For a while, the man was somewhere else. The !Cha waited. He had deep reserves of patience, and had paid the prison governor for all the time he needed. When he saw the man's attention come back, he said, “Your story did not end when she left you in the tomb."

"Now we're getting down to it, aren't we? Well, I'll tell you how it ended if you tell me something."

"That was always our deal."

"The truth. No evasions."

The man was fingering the stubble behind his left ear, where a faint white scar showed.

The !Cha said, “She hit you on the head. You lost consciousness. You woke . . ."

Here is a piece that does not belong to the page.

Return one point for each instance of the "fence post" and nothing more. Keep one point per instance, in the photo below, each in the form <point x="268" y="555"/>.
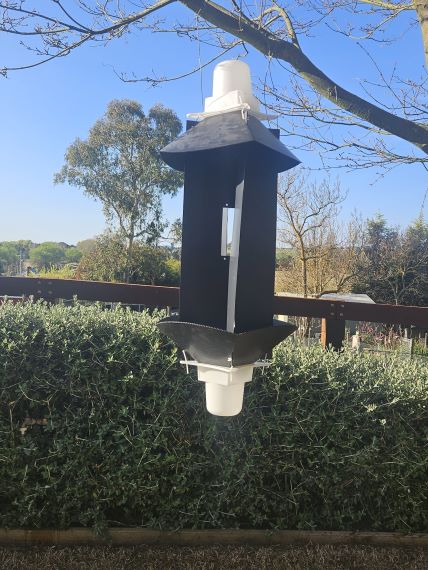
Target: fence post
<point x="332" y="333"/>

"I could hear the helicopter. I guess it woke me. That hard fluttering roar. I'd lost a lot of blood, and I was still half out of it, but I found my way through the labyrinth. Saw that Rachel had taken the pickup, no surprise there. I followed its tracks up that ridge in the near dark, saw the helicopter chasing the pickup's headlights out across the playa. She was driving fast, bouncing along in a shroud of dust. The helicopter was right on her tail. Flying low, shining a spotlight on her. I guess she was watching her rearview, because she didn't seem to see the headlights cutting in on her right. Or maybe she did, and she didn't care. . . .” The man was somewhere else again for a moment. He said, “She called the town's sheriff sometime when we were driving to the tomb. One time she went off to pee, I'm sure that's when she did it. The sheriff came looking for her on account of the murder of the storeowner, called in the chopper to help. And she called him again after she cold-cocked me, because he knew where to find me."

"And he shot her."

"I suppose you want to know how I feel about that. I don't blame him. She shot at him, what was he going to do? He T-boned her, smashed the pickup good, and she started firing through the broken windshield. I saw the flashes. Like stars going off inside the chopper's searchlight. She fired off an entire magazine inside half a minute. He fired back, that was it. I knew it was because the chopper landed beside the two vehicles, took off again, and came on toward the tomb. And I ran back inside,” the man said. “I don't know why. I wasn't thinking straight. I had this idea there might be treasure inside after all, even though I knew there wasn't. But maybe something else was doing my thinking for me, you know?"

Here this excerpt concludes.